Le rapport de la commission de gestion du Grand Conseil sur le coupage des vins publié mardi révèle de nouveaux éléments dans l’affaire Giroud. Les médias avaient révélé des cas de coupage illicites de vins chez Dominique Giroud entre 2005 et 2009, ce qui avait conduit à l’enquête de la commission de gestion. Cette dernière établit qu’il existe des faits encore plus anciens. «En 2001, dénonciation de Dominique Giroud par le chimiste cantonal au juge d’instruction pénale suite à des irrégularités commises pour la quatrième fois en quatre ans», résume le rapport.
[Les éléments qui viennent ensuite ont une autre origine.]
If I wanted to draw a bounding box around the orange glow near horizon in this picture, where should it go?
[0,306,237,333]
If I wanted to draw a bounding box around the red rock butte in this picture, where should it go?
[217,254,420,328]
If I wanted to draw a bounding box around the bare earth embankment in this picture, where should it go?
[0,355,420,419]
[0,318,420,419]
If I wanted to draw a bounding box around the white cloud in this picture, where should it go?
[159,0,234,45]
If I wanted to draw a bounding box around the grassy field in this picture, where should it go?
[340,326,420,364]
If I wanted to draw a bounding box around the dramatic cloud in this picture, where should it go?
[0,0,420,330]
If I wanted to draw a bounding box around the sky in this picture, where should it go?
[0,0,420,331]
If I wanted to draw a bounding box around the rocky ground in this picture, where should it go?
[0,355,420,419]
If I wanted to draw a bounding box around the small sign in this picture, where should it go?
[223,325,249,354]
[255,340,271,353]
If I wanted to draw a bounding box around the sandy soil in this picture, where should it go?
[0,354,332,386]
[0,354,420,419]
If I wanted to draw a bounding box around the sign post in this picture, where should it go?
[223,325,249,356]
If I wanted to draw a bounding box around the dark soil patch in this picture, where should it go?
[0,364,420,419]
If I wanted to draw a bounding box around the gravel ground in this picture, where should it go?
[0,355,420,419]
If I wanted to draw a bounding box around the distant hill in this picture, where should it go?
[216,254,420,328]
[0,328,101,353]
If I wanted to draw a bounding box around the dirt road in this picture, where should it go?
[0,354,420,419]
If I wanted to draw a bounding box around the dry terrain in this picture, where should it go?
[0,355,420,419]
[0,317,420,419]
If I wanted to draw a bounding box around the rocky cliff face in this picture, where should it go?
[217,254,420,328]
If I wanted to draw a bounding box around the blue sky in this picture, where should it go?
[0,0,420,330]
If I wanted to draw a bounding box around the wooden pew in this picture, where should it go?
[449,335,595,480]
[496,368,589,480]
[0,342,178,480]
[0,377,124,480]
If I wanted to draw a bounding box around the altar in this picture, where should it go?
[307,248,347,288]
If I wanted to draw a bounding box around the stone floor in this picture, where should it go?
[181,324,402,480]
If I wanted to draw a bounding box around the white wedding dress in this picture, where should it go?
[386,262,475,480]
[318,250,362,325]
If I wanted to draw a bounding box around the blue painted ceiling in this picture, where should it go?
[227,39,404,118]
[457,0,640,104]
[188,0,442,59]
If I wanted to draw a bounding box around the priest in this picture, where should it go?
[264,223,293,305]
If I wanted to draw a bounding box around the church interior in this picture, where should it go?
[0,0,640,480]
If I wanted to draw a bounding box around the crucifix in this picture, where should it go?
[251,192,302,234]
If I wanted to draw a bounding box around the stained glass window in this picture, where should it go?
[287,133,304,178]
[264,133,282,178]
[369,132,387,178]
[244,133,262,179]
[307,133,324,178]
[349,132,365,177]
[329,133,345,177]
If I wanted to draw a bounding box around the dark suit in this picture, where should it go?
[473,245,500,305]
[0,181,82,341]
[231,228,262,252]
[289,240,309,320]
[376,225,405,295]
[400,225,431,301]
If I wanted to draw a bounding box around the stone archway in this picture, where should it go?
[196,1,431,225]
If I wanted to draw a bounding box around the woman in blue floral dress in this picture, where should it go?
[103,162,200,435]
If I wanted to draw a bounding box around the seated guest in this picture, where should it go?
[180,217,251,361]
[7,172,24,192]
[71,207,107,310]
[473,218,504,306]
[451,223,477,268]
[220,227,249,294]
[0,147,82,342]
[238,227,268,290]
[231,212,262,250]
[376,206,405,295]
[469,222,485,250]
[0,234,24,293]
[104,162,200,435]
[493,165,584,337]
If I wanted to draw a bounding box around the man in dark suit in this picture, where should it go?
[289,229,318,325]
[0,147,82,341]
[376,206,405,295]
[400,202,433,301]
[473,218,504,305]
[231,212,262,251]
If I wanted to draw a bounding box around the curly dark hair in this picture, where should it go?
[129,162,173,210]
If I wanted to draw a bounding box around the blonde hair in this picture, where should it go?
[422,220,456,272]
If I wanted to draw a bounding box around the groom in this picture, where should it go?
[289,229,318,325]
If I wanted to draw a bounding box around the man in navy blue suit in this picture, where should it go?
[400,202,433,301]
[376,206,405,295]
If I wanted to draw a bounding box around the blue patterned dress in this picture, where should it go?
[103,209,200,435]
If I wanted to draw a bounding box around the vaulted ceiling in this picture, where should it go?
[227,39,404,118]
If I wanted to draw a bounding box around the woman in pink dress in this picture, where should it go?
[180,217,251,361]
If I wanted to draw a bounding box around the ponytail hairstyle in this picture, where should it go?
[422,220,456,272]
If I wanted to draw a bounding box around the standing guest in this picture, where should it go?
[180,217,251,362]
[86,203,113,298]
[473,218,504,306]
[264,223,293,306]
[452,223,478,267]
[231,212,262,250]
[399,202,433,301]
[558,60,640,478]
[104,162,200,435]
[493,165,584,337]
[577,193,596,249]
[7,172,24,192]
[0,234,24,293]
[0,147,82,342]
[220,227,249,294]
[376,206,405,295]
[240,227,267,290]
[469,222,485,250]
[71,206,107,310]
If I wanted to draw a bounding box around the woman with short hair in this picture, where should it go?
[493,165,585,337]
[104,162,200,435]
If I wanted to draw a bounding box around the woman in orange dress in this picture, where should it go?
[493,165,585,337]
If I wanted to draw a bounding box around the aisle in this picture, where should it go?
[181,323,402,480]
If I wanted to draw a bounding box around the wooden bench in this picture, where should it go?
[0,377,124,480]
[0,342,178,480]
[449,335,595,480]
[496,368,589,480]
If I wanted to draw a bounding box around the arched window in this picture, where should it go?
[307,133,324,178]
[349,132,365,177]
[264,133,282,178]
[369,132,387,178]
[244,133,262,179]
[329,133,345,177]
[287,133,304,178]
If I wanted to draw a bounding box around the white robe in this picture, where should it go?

Mais il y a plus: «La commission de justice est invitée à vérifier les raisons pour lesquelles un dossier tel que celui dénoncé en 2001 se trouve prescrit après deux ans lorsqu’il est transmis à la justice. Elle vérifiera également les raisons pour lesquelles au moins un autre dossier est resté sans suite», recommande la commission de gestion.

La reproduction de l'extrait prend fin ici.